Cuma akşamı Bursa’dan İDO ile İstanbul yolculuğumuz başladı. İstanbul ‘a vardığımızda tam trafik saatiydi ve yaklaşık yarım saat taksi bekledik buna rağmen gelmedi, o anda teknoloji bağımlısı olan ben hemen aklıma Getir’in Bitaksi ile birleştiği aklıma geldi ve şansımı denemek istedim, 5 dakika içerisinde taksimiz geldi. Bu tarz uygulamaların gerçekten Bursa’da daha fazla aktif olmasını çok istiyorum. Gideceğiniz lokasyonu haritadan işaretleyebiliyorsunuz ve sizi farklı yollardan götürüp fazla para alamıyorlar, kredi kartı ile direkt Getir uygulaması üzerinden ödeme yapabiliyorsunuz. Üstelik ilk kullanımda yalnızca 1 TL ödüyorsunuz.

İlk akşam eve çok geç vardık ama yine de kısa bir zaman dilimimiz olduğu için o günü de değerlendirmek istedik ve hiçbir yere rezervasyon yaptırmadığımız için Nişantaşı’na gidip rastgele bir yere girecektik. İlk önce şansımızı İnno’da denedik ve mekan cuma gecesi olmasına rağmen bomboştu. Yan mekan fazlasıyla hareketli gözüktüğü için oradan çıkıp Gian’a geçtik. İki katlı çok hoş bir mekandı ve kokteyllerine bayıldık. Fiyatları ise İstanbul için gayet uygundu.

Cumartesi günü uykumuzu alıp uyandıktan sonra kalabalık bir ekip olarak Eminönü Çarşısı’na gittik ve biraz orada zaman geçirdik. Daha sonra yemek yemek ve arkadaşlarımızla görüşmek için Zorlu Center’a geçtik. Sanırım İstanbul içerisinde en sevdiğim AVM burası. Burada daha önceden de yemek yediğim ve çok beğendiğim bir mekan olan Zanzibar’da oturduk ve yemek, kahve, sohbet muhabbet ettikten sonra uzun süre aynı mekanda olduğumuz için sıkılıp Godiva’ya geçtik. Bu gittiğimiz iki mekanda da fiyatlar tabii ki biraz uçuktu.
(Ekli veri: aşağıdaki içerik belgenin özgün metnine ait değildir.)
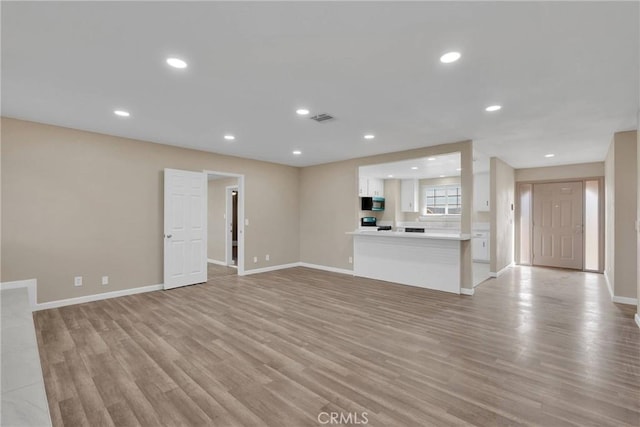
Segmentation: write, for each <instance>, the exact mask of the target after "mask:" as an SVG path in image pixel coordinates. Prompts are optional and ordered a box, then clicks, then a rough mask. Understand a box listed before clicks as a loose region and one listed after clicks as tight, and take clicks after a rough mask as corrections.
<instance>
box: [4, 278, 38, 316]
mask: <svg viewBox="0 0 640 427" xmlns="http://www.w3.org/2000/svg"><path fill="white" fill-rule="evenodd" d="M18 288H27V294H28V295H29V305H30V306H31V311H34V310H35V306H36V304H37V303H38V281H37V280H36V279H27V280H16V281H13V282H3V283H0V289H1V290H5V289H18Z"/></svg>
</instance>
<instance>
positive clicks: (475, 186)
mask: <svg viewBox="0 0 640 427" xmlns="http://www.w3.org/2000/svg"><path fill="white" fill-rule="evenodd" d="M473 209H474V210H475V211H478V212H489V172H481V173H477V174H475V175H474V176H473Z"/></svg>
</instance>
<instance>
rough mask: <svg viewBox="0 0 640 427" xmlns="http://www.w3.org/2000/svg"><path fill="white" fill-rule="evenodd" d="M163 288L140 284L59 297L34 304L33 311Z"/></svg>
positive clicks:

Cumartesi gecesi için planımızı Arnavutköy Otuzyedi adlı mekan için yapmıştık. Uzun zamandır Instagram’dan görüp merak ettiğimiz bir yerdi. Mekan lokasyon olarak çok güzel bir yerde ve mimarisini çok beğendim. Yine iki katlı bir mekandı. İlk girdiğimizde üst kata alındık orada yine çok güzel kokteyller içtik fiyatlar Nişantaşı’na göre daha fazlaydı tabii ki. Ama ortam çok güzel olduğu için çok fazla önemsemedik. Dj performans bittikten sonra isteyenleri alt kattaki canlı müzik kısmına indiriyorlar ve gece orada devam ediyor.

Ve İstanbul dönüş günü…
Akşam İDO’suna kadar yine planlar sığdırmayı başardık tabii. Hemen uyanıp hazırlanıp İstinye Park’ta soluğu aldık. Biraz alışveriş yaptıktan sonra önce tek boş bulabildiğimiz mekan Masa’da kahve içip harika tatlılar yedik. İstanbul’dan dönmeden mutlaka yapmamız gereken bir şey vardı Shake Shack yemek. Gitmeden bunu da gerçekleştirip akşam İDO’suna yetişip Bursa’ya geri döndük.